Figure 4. The key molecular players in peripheral nerve regeneration. In blue are factors that favor End-To-End (ETE) repair and in orange are factors that favor End-To-Side (ETS) repair. Factors that favor both ETE and ETS repair are in black. RAGs= Regeneration Associated Genes; GDNF = Glial Derived Neurotrophic Factor; NGF = Nerve Growth Factor; VEGF = Vascular Endothelial Growth Factor; BDNF = Brain-Derived Neurotropic Factor; NT3 = Neurotrophin-3; ARTN = Artemin.
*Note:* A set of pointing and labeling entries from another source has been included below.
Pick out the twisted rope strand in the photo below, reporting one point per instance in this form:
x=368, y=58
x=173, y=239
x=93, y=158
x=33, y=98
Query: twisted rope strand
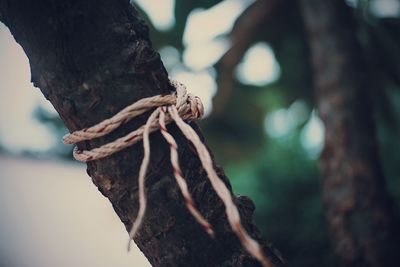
x=179, y=178
x=176, y=107
x=232, y=213
x=118, y=119
x=142, y=174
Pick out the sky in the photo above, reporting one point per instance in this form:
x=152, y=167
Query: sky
x=40, y=227
x=203, y=47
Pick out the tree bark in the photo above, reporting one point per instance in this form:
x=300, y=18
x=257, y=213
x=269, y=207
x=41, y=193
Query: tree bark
x=359, y=211
x=92, y=58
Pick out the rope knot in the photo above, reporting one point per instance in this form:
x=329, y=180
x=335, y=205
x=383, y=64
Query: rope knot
x=189, y=106
x=176, y=107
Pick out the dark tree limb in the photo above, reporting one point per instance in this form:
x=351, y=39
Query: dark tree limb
x=92, y=58
x=359, y=211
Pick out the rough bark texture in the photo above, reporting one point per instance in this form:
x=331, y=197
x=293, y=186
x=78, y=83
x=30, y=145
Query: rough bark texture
x=92, y=58
x=359, y=212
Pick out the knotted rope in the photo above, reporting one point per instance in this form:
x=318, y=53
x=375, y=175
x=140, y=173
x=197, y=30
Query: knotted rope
x=176, y=107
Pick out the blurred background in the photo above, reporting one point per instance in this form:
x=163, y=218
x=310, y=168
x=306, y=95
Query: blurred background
x=252, y=71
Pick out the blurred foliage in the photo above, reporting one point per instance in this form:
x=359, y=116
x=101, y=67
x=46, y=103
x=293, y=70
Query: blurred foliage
x=277, y=172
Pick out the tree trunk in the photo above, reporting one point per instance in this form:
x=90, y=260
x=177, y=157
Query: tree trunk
x=92, y=58
x=359, y=211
Thus, extracellular matrix proteins, NTFs, and RAGs expressed by SCs are crucial for successful axonal growth, and if any component is missing, regeneration will not occur [22]. Notably, these changes in cellular expression are transient, and declines further if neurons are not in contact with their target, the distal segment [16]. This has significant clinical implications. Firstly, it explains why surgical nerve coaptations need to be performed within 72 h if possible. Secondly, it is essential to freshen the nerve ends prior to coaptation so as to prime the neurons to express the optimal RAGs. Freshening the nerve endings also helps tip the balance between the M1 and M2 macrophage polarization towards nerve regeneration. A shift towards M1 state and a lack of M2 macrophages leads to chronic inflammation and impaired nerve regeneration. M2 macrophages are extremely important to nerve regeneration due to their ability to response to injury-induced hypoxia. Hypoxia triggers hypoxia-inducible factor 1 alpha (HIF-1α) production in macrophages which is followed by an increased expression of VEGF-A (Vascular Endothelial growth factor A). This in turn increases EC migration and angiogenesis across the coaptation site, that guide SCs across to form bands of Büngner across the injury site. These bands are crucial for axonal guidance as axons march across the gap from the proximal to the distal nerve segment [16].

4. Muscle Reinnervation

In normally innervated muscles, motor branches (motoneurons) do not branch until they reach their destined muscle. Once intramuscular, they branch out with each motoneuron innervating a discrete territory in the muscle cross-section in the form of a ‘mosaic’ pattern [40]. Each of these functional units are known as a motor unit. With partial nerve injuries, the mosaic pattern of distribution is replaced by a “clumping” pattern, in an inverse ratio, i.e., lower the number of intact Mus, higher the clumping pattern. After complete nerve injury and end-to-end repair and reinnervation, the normal mosaic pattern is completely replaced by a “clumped” distribution. This occurs because of two reasons: firstly lower number of motoneurons are reaching the muscle and therefore compensate by capturing a higher number of muscle fibers in the vicinity with a resultant increased size of each MU, and a clumped pattern of muscle capture. Secondly since perisynaptic SCs present at the endplate region of the neuromuscular junction help guide regenerating axons to the end plate after nerve repair, regenerating axons miss “branch points”, being guided to the motor end plates by neutrophic factors generated by these presynaptic SCs. Thus, branching occurs only after they reach the muscle, accounting for the “clumping’ pattern. In general there is a 5–8 fold limit to this compensation mechanism, i.e., each motoneurons can only capture 5–8 fold more denervated muscle fibers. Thus, when less than 20% motoneurons reinnervate the denervated muscle, the entire muscle cannot be recaptured and muscle force declines [41]. Lack of muscle reinnervation can also occur secondary to misdirection since most developmental axon guidance cues are lost in adults. Axons can randomly enter vacant endoneurial tubes distally with sensory to motor and vice versa cross innervation. Alternatively motoneurons reinnervate different muscles than their native muscle [7].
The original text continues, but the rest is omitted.